Protests against the Church of Scientology opening up a new centre in Firhouse, South Dublin took place last Saturday afternoon.
Many ex-members of the church protested outside the new site to warn the public about the dangers of the religion. John McGhee, a protestor and ex-member of the church, left the religion in 2010 after spending €10,000 on Scientology’s version of counselling.
McGhee believes that he was “lucky” to come out with only losing a little over €10,000. He said, “I personally know people who have had to remortgage their homes trying to get to the next level”.
Michael Martin said that he was “concerned” about the church opening up the new centre in Dublin, according to TheJournal.ie . “[These] type of groups can be very damaging to people, particularly to young people” he said.

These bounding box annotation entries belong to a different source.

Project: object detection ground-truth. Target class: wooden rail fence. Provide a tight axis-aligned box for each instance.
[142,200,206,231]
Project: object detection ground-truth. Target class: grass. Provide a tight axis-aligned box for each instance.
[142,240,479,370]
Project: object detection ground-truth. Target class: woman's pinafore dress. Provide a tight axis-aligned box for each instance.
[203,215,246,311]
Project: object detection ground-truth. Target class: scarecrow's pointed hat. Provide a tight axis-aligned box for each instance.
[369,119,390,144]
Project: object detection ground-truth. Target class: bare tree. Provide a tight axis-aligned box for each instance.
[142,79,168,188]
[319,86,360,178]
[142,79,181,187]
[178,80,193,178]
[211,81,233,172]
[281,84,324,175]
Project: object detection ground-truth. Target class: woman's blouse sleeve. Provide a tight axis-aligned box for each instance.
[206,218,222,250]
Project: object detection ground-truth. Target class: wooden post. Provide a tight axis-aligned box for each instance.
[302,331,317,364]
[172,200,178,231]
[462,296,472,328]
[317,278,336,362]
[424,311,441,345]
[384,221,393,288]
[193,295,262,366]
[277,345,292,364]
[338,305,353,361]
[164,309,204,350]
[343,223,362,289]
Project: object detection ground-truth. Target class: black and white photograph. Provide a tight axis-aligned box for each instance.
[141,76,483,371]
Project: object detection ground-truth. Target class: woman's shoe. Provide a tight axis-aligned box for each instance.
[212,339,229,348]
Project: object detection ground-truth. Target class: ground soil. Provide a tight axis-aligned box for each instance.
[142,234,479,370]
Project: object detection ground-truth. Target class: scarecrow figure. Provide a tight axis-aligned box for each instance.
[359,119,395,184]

Speaking to DCU students, many felt that it was worrying that the controversial religion opened up its European base in Dublin.
However, Katie Mahon, a Bachelor of Education student, said that she “doesn’t see why people are making a fuss and protesting against the religion.
“Other religions have done absolutely appalling things and covered up abuse and you don’t’ see people standing outside protesting against them opening up churches”.
The opening of the new church in Dublin has gained approval from the senior minister of the Nation of Islam (NOI) after he was seen photographed at the launch proposal of the centre in London.
The NOI is a hate group which promotes black nationalism in the name of Islam. The Southern Poverty Law Centre described them as a hate group due to the “deeply racist, anti-Semitic and anti-gay rhetoric of its leaders”.
The Church of Scientology said that they hope that the new centre in Firhouse will help “clear” Ireland. According to Scientologists, clearing means that “Scientologists want to rid the planet of insanity, war and crime and in its place create a civilisation in which sanity and peace exist”.